Osama bin Laden war schon lange nicht mehr der große Drahtzieher, zu dem ihn die USA stilisierten. Der rücksichtslose Terror, den Al-Qaida etwa im Irak auch gegen Muslime richtete, hat die Organisation mindestens so geschwächt wie die amerikanischen Militärkampagnen. Die historische Erfahrung sagt, dass andererseits in den USA die Erinnerung an militärische Erfolge schnell verblasst. George Bush senior und George W. Bush können ein Lied davon singen.

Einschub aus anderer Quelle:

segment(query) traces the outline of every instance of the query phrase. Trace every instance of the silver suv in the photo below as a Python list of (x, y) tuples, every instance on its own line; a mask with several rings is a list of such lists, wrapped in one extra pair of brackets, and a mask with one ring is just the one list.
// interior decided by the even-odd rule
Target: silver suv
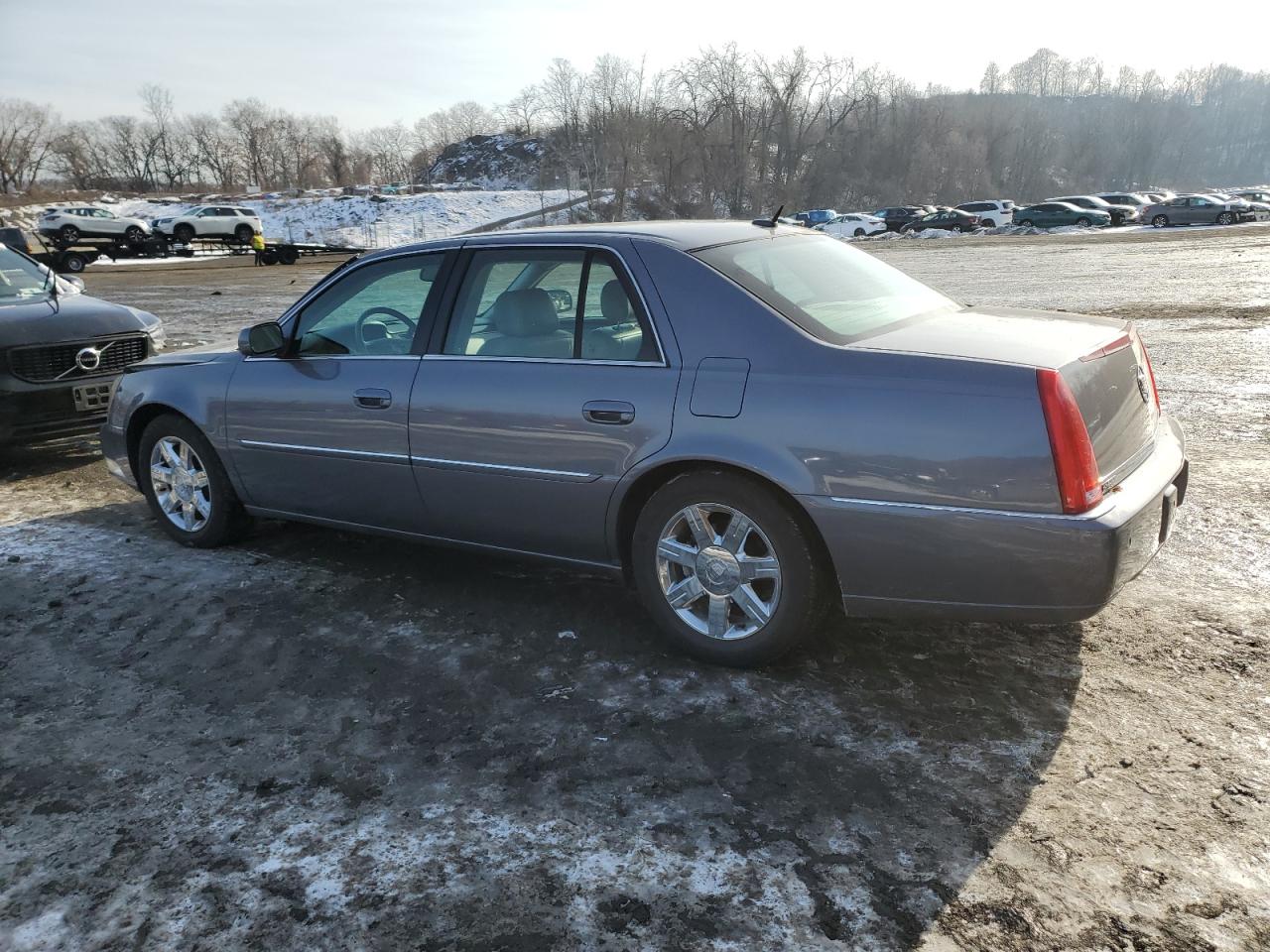
[(177, 241), (196, 237), (234, 239), (246, 244), (253, 235), (263, 235), (260, 216), (250, 208), (224, 204), (201, 204), (182, 215), (155, 218), (154, 230), (171, 235)]
[(81, 237), (107, 237), (140, 245), (150, 235), (150, 226), (140, 218), (121, 218), (94, 206), (50, 208), (39, 216), (37, 227), (41, 235), (61, 245), (71, 245)]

So schnell sie die echten oder vermeintlichen Erfolge im Irak in der Beliebtheitsskala nach oben katapultierten, so schnell stürzten sie dann wieder ab. Bush senior verlor die nächste Wahl nach dem ersten Irakkrieg sogar mit Pauken und Trompeten.

Obama hat aber für die nächste Zeit einen Spielraum gewonnen, den er auch nutzen sollte. Je mehr ihm offenbar die Last der Verantwortung für die Sicherheit seines Landes bewusst geworden ist, und je mehr Geheimdienstinformationen auf seinem Tisch landeten, umso mehr setzte er auf Geheimdienst und Militär. Seine Entscheidung, das Gefangenenlager auf Guantanamo weiterzubetreiben, ist für diese Kehrtwende das markanteste Beispiel. Obama sollte nach dem Triumph über Osama sein Ansehen als Hüter der amerikanischen Sicherheit nutzen, um nicht nur militärische Risiken einzugehen, sondern auch das Wagnis, das da Rechtsstaat heißt.